Asia Bibi, mãe de cinco filhos, foi acusada de blasfémia em 2009, após ter alegadamente insultado o profeta Maomé durante uma discussão com um grupo de mulheres com quem trabalhava.

Em novembro de 2010, um tribunal paquistanês decretou a pena capital, mas a sentença só foi confirmada quatro anos depois pelo Supremo Tribunal de Lahore, capital da província de Punjab, onde ocorreu o incidente.

Em 2011, o ex-governador de Punjab Salman Taseer, que defendia publicamente a causa de Asia Bibi, foi morto a tiro por um dos guarda-costas, Mumtaz Qadri, executado anos depois.

O caso de Asia Bibi teve impacto internacional e chegou a atrair a atenção dos papas Bento XVI e Francisco.

A blasfémia é uma questão extremamente sensível no conservador Paquistão e mesmo acusações não provadas resultam muitas vezes em violência popular.

Vitória contra “a mentalidade extremista”

José Ribeiro e Castro considera que a absolvição de Asia Bibi, uma mulher cristã presa desde 2010 no Paquistão, acusada de blasfémia, é uma vitória contra “a mentalidade extremista” que ainda marca vários países.
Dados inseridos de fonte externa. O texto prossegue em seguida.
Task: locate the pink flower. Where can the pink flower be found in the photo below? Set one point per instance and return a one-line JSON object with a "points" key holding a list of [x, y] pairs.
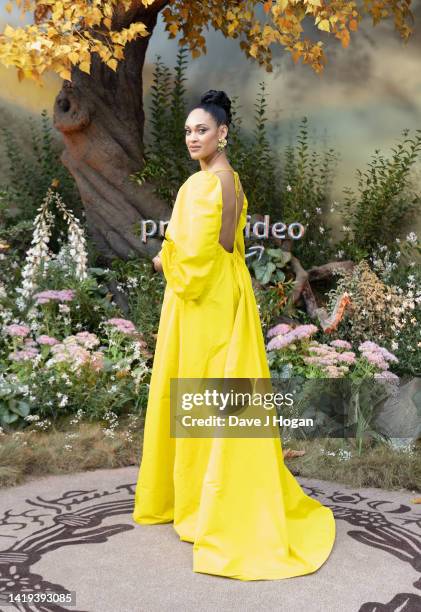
{"points": [[388, 356], [97, 360], [341, 344], [376, 359], [122, 325], [278, 330], [63, 295], [387, 375], [347, 357], [26, 355], [368, 345], [279, 342], [49, 340], [17, 330], [304, 331], [87, 339]]}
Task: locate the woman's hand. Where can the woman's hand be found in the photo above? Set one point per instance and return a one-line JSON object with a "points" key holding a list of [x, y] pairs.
{"points": [[157, 263]]}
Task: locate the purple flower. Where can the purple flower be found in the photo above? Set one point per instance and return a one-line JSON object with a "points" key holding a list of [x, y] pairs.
{"points": [[388, 356], [43, 339], [17, 330], [341, 344], [278, 330], [279, 342], [376, 359], [25, 355], [63, 295], [304, 331], [387, 375], [123, 325], [347, 357], [368, 345]]}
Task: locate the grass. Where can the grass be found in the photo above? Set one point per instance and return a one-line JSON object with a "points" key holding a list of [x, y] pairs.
{"points": [[89, 446]]}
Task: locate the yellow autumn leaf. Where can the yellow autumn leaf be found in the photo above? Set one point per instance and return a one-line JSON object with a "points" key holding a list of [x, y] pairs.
{"points": [[85, 67], [8, 31], [324, 25], [65, 74], [112, 63]]}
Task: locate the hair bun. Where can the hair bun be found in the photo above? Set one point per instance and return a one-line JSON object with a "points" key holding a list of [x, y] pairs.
{"points": [[220, 98]]}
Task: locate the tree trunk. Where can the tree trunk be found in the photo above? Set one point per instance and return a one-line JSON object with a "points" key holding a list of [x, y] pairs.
{"points": [[102, 119]]}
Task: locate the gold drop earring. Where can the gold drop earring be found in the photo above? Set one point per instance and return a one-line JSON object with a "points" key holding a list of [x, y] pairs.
{"points": [[222, 143]]}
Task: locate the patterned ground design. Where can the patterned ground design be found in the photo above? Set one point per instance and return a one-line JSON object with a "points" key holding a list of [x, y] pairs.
{"points": [[75, 518]]}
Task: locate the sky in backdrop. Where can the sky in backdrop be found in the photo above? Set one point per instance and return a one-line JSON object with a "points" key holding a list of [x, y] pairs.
{"points": [[367, 94]]}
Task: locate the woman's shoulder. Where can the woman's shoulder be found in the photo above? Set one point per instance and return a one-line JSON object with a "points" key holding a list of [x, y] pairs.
{"points": [[202, 176]]}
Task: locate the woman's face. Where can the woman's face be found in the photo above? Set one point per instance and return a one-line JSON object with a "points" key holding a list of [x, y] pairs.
{"points": [[202, 134]]}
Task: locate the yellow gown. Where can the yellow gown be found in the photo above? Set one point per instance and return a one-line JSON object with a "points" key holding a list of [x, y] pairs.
{"points": [[233, 498]]}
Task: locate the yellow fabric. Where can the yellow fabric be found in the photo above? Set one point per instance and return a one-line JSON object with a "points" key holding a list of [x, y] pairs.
{"points": [[233, 498]]}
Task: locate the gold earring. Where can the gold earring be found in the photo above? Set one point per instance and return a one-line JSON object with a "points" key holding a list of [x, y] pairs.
{"points": [[222, 143]]}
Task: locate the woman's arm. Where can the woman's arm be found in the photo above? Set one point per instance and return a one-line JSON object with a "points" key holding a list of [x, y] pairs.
{"points": [[189, 253]]}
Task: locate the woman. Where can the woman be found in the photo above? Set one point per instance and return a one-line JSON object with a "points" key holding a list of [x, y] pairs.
{"points": [[233, 498]]}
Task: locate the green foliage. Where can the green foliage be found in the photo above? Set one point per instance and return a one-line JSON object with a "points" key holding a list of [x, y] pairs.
{"points": [[306, 182], [29, 177], [167, 162], [386, 203], [269, 268], [144, 289], [257, 162]]}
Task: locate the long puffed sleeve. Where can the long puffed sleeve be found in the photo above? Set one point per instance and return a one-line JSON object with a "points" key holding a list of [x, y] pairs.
{"points": [[190, 247]]}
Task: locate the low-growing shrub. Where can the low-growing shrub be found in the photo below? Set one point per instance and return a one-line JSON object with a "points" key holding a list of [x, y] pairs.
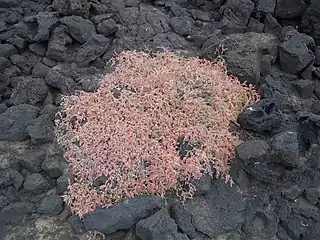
{"points": [[155, 124]]}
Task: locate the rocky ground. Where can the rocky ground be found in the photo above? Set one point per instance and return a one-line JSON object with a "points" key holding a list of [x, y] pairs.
{"points": [[54, 47]]}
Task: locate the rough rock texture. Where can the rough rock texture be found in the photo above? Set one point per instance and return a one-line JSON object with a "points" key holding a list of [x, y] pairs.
{"points": [[50, 48]]}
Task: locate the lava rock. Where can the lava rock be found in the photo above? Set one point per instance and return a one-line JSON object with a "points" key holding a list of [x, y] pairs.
{"points": [[4, 83], [311, 20], [236, 14], [303, 207], [49, 62], [3, 108], [313, 233], [14, 122], [4, 63], [317, 56], [271, 25], [288, 9], [35, 183], [182, 25], [79, 28], [295, 52], [292, 192], [31, 91], [107, 27], [23, 62], [129, 16], [38, 48], [6, 50], [72, 7], [313, 195], [54, 164], [32, 161], [255, 26], [11, 177], [62, 184], [57, 44], [263, 116], [55, 78], [308, 133], [263, 224], [44, 226], [159, 226], [296, 225], [95, 47], [122, 216], [76, 224], [203, 185], [41, 129], [252, 149], [265, 6], [37, 28], [50, 110], [304, 87], [243, 52], [9, 3], [220, 211], [15, 212], [286, 146], [40, 70], [51, 205], [17, 41]]}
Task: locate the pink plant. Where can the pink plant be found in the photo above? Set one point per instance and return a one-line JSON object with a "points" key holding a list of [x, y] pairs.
{"points": [[127, 130]]}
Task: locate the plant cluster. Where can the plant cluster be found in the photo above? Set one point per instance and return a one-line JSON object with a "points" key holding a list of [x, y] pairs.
{"points": [[156, 123]]}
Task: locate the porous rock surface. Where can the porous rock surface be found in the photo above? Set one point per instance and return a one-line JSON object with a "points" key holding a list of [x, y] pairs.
{"points": [[54, 47]]}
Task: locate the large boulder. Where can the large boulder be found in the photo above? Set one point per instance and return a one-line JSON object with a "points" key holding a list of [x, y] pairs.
{"points": [[122, 216], [15, 120], [244, 53], [311, 21], [236, 14], [220, 211], [37, 28], [295, 51], [288, 9], [79, 28]]}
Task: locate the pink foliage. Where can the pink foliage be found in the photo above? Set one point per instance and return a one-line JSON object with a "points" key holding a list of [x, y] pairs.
{"points": [[128, 129]]}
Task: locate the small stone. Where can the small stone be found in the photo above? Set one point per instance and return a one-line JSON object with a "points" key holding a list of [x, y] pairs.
{"points": [[107, 27], [252, 149], [54, 164], [35, 183], [76, 224], [38, 48], [3, 108], [313, 195], [6, 50], [33, 160], [51, 205], [17, 41], [286, 146], [4, 63], [40, 70], [317, 56], [159, 224], [49, 62], [62, 184], [50, 110], [255, 26], [15, 212], [303, 207], [41, 130], [291, 192], [304, 87]]}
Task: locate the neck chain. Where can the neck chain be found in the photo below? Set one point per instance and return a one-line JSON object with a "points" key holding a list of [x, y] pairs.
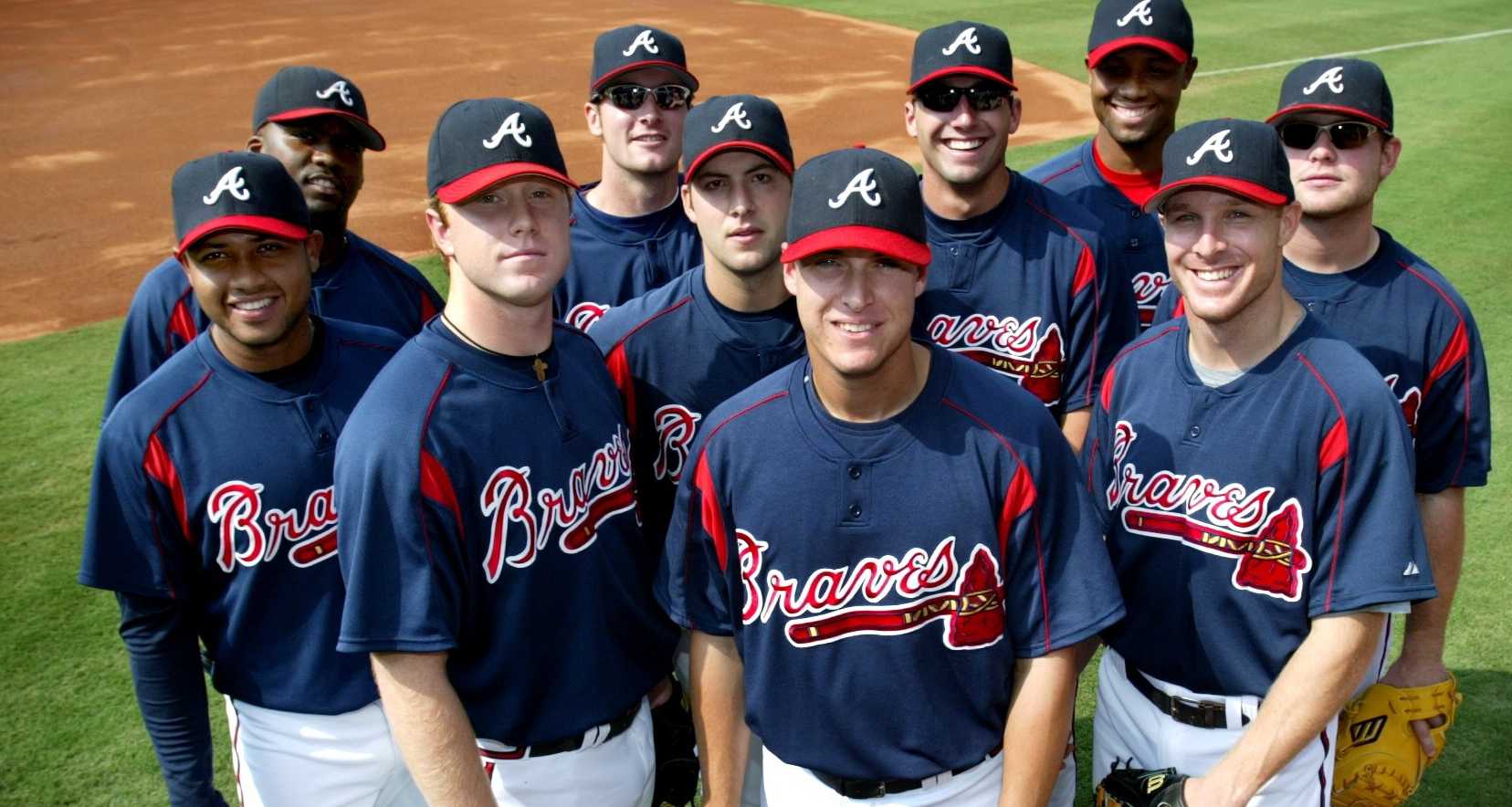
{"points": [[539, 364]]}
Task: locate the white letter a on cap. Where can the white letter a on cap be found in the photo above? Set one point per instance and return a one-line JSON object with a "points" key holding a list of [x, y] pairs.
{"points": [[513, 127], [232, 183], [861, 183]]}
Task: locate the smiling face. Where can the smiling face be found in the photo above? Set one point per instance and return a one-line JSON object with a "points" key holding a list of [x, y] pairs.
{"points": [[322, 154], [962, 147], [255, 288], [740, 203], [856, 309], [509, 242], [1331, 182], [646, 140], [1225, 251], [1136, 92]]}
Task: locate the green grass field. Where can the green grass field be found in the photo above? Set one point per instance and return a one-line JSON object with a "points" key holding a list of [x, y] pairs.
{"points": [[68, 724]]}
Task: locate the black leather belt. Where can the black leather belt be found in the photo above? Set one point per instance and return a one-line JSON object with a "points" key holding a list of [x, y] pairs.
{"points": [[1187, 710], [871, 788], [617, 728]]}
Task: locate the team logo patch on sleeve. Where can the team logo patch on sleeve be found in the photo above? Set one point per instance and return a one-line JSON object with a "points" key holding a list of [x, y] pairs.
{"points": [[820, 611], [1213, 517]]}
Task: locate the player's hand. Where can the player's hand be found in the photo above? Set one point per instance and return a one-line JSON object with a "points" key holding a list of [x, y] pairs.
{"points": [[1406, 673]]}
Em entrevista à Agência Ecclesia , o político português, que como deputado colaborou em várias iniciativas a favor da libertação de Asia Bibi, salientou a sua “alegria” com o veredicto tornado público pelo Supremo Tribunal de Justiça do Paquistão.

“Um ato de clareza e coragem”, que veio anular “uma acusação que não tinha pés nem cabeça”, frisou José Ribeiro e Castro, que faz agora votos de que “esta mulher possa finalmente viver em liberdade, com os seus filhos, com o seu marido, e ter uma vida normal”.

A decisão do Supremo Tribunal de Justiça do Paquistão coloca um ponto final num caso que suscitou a indignação da comunidade internacional e da Igreja Católica, por colocar em causa a liberdade religiosa e de culto, e por ter na sua génese, como lembrou José Ribeiro e Castro, uma “interpretação radical” da lei, neste caso, “da lei da blasfémia”.

“Não é possível interpretar uma lei penal para punir com crime de blasfémia quem se limita a afirmar uma fé diferente daquela que prevalece num determinado território”, apontou José Ribeiro e Castro, recordando que “a liberdade religiosa está consagrada na Declaração Universal dos Direitos do Homem.